Mining interlacing manifolds in high dimensional spaces

  • Authors:
  • Tao Ban;Changshui Zhang;Shigeo Abe;Takeshi Takahashi;Youki Kadobayashi

  • Affiliations:
  • National Institute of Information and Communications Technology, Tokyo, Japan;Tsinghua University, Beijing, China;Kobe University, Kobe, Japan;National Institute of Information and Communications Technology, Tokyo, Japan;National Institute of Information and Communications Technology, Tokyo, Japan

  • Venue:
  • Proceedings of the 2011 ACM Symposium on Applied Computing
  • Year:
  • 2011

Quantified Score

Hi-index 0.00

Visualization

Abstract

Real world data are often composed of conceptually meaningful subspaces, e.g., for portraits in a facial image database, the illumination factor corresponds to a nonlinear subspace and the rotation factor corresponds to another. The interlacement of these subspaces may greatly increase the complexity of the data and impede our understanding and further processing.

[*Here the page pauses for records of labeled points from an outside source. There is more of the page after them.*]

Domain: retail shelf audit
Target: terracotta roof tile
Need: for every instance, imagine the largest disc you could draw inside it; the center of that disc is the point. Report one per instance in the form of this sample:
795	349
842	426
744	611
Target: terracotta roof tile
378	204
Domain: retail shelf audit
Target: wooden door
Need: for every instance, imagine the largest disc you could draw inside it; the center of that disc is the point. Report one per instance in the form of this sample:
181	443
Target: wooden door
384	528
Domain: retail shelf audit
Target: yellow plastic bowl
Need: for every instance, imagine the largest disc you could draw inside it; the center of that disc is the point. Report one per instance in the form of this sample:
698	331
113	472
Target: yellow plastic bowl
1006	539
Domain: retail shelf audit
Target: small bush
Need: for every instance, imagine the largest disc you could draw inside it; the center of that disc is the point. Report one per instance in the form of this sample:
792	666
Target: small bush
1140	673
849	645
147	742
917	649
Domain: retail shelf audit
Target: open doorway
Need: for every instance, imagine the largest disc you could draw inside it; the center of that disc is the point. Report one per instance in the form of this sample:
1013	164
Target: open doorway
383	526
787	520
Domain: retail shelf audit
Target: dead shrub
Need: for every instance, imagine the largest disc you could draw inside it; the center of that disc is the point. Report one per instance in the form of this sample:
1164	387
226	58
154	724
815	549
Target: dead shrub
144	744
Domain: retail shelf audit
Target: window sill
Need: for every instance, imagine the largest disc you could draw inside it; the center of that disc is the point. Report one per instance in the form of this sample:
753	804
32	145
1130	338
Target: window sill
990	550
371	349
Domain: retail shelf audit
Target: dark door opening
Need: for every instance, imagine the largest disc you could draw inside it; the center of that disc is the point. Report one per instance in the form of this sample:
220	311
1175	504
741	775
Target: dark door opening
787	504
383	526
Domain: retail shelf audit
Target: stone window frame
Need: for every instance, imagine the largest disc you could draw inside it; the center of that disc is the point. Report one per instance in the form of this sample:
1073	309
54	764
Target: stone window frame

To identify interlacing subspaces and extract the essential structural knowledge from a given dataset, we present a novel approach termed Multi-Manifold Partition (MMP). Global manifolds that corresponds to conceptually meaningful subspaces are discovered in three steps: First, a neighborhood graph is built to capture the intrinsic topological structure of the input data; then, the uniformity of neighboring nodes is analyzed and segments of manifolds are created by connecting adjacent samples that are conform in dimension; finally, segments possibly from the same manifold are combined to obtain a global representation of underlying subspaces. Experimental results on two synthetic datasets and a practical Optical Character Recognition (OCR) problem show that MMP is effective in extracting interlacing structures and thus offers us better interpretation of the nature of the data.